I resolve not to let my inherent laziness get in the way of holding a good grudge.

I intend to cook more. However, if I ever try to cook Mopane worms, I will not put in so much salt in the hope of becoming more intelligent so that the final product becomes essentially a black, massive gob of disgusting salt flavoured toxic sludge that will send the Environmental Management Agency banging at my door.

I resolve to be more mysterious, even if people just think I’m being an idiot.

If this year I come up with a resolution in January, which is exactly what am doing, I will act on it immediately, instead of waiting until next January just so that I can make it an official New Year’s resolution.

I resolve to use the word “no” more often than my boss does. In fact, I will do it so often that I intend to earn the title of Dr No. No relation to the James Bond character of the same name. It happens to be a workplace joke and the boss is not laughing either!

When a cashier in a store gives me the wrong change, I will point out the mistake only when I’m the one losing money. I will not even bother rationalising this behaviour. I will simply enjoy it.

I will accept my bouts of inactivity with pride since laziness can be translated to mean rationing consciousness which is similar to sleeping, which I intend to do more of as indicated earlier.

I resolve to watch more television and occasionally listen to bad Zim dancehall music, like intensely vulgar hip hop, in order not to fall completely out of touch with decadent Western culture. I have to be fully aware of what to warn my sons for. The adage that the proof of the pudding is in the eating certainly applies in this case.

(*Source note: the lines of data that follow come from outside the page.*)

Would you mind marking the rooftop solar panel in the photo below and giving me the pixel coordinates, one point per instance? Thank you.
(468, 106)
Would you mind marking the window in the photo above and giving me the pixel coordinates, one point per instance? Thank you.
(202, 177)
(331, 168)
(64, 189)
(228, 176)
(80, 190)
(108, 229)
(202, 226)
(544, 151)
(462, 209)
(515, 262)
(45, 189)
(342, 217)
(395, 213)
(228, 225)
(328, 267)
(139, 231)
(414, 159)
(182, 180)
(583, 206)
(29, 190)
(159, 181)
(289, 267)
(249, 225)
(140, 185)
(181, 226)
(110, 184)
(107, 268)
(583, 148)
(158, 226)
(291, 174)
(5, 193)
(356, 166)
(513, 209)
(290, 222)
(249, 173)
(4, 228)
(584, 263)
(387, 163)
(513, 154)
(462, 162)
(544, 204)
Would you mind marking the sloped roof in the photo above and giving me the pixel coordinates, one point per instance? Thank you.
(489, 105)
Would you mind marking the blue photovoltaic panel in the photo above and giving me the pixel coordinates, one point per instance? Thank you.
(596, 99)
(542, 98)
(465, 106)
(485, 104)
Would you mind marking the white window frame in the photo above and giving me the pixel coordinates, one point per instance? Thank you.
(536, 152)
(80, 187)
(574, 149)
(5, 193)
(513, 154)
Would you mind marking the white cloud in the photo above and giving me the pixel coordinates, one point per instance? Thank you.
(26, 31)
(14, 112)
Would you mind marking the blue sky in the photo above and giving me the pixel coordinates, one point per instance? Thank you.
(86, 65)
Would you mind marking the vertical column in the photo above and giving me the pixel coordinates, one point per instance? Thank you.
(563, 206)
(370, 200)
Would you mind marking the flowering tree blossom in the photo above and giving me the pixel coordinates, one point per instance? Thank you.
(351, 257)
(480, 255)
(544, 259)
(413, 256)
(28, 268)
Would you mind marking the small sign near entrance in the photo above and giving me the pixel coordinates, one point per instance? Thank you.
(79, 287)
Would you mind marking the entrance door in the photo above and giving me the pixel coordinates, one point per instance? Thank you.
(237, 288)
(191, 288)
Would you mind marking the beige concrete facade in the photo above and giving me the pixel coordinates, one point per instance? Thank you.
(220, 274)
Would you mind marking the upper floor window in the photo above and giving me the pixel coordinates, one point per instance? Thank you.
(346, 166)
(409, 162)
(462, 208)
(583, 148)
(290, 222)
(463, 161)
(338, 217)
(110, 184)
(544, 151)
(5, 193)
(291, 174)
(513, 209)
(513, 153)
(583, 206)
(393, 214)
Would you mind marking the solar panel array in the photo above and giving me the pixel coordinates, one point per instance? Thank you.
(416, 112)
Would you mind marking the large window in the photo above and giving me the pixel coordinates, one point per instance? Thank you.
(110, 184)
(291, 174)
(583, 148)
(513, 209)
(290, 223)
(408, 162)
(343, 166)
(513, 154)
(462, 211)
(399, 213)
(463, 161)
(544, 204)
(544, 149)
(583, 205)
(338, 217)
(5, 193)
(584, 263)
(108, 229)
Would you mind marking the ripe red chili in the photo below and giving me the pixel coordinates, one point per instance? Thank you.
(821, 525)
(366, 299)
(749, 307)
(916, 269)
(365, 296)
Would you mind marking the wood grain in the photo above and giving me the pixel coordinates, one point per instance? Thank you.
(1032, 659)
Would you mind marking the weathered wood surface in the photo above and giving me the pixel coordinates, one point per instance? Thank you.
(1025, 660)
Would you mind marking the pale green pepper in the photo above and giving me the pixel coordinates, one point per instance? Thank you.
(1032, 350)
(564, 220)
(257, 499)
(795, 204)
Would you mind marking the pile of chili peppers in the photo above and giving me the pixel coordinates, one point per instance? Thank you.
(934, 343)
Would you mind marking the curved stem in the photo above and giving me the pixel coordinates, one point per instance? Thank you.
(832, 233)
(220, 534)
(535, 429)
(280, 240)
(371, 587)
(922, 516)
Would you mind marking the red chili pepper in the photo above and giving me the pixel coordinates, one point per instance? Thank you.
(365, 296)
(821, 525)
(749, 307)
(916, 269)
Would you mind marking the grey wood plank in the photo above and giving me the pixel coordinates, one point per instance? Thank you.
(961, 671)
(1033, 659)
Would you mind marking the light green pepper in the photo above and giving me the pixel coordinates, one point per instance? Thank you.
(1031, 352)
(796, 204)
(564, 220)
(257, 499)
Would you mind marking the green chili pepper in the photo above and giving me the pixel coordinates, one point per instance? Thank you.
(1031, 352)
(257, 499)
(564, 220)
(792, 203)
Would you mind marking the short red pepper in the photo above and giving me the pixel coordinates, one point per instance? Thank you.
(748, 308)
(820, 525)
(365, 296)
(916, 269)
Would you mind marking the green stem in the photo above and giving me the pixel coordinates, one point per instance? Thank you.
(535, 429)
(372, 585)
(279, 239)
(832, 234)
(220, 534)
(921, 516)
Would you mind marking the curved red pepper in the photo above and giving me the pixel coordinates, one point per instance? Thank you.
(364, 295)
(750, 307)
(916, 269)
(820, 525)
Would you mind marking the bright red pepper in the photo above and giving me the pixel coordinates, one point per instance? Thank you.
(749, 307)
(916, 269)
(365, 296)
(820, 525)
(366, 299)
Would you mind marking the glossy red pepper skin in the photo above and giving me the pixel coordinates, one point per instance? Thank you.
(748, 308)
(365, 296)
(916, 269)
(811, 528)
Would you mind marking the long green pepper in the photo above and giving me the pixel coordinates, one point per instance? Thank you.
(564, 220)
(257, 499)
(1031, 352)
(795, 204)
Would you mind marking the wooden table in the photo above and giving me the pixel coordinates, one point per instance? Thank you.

I will also plan to laugh at myself so as to justify why everyone else is laughing at me, in which case they are bound to look like idiots. Just like me.

Finally, I resolve not to feel guilty about stuff. If I tell myself that I will do something and then I don’t do it, I will not kick myself over it. I will simply remind myself that there will be plenty of other resolutions to keep in the coming years, if God is willing to allow me to live that long, and if the world does not end tomorrow.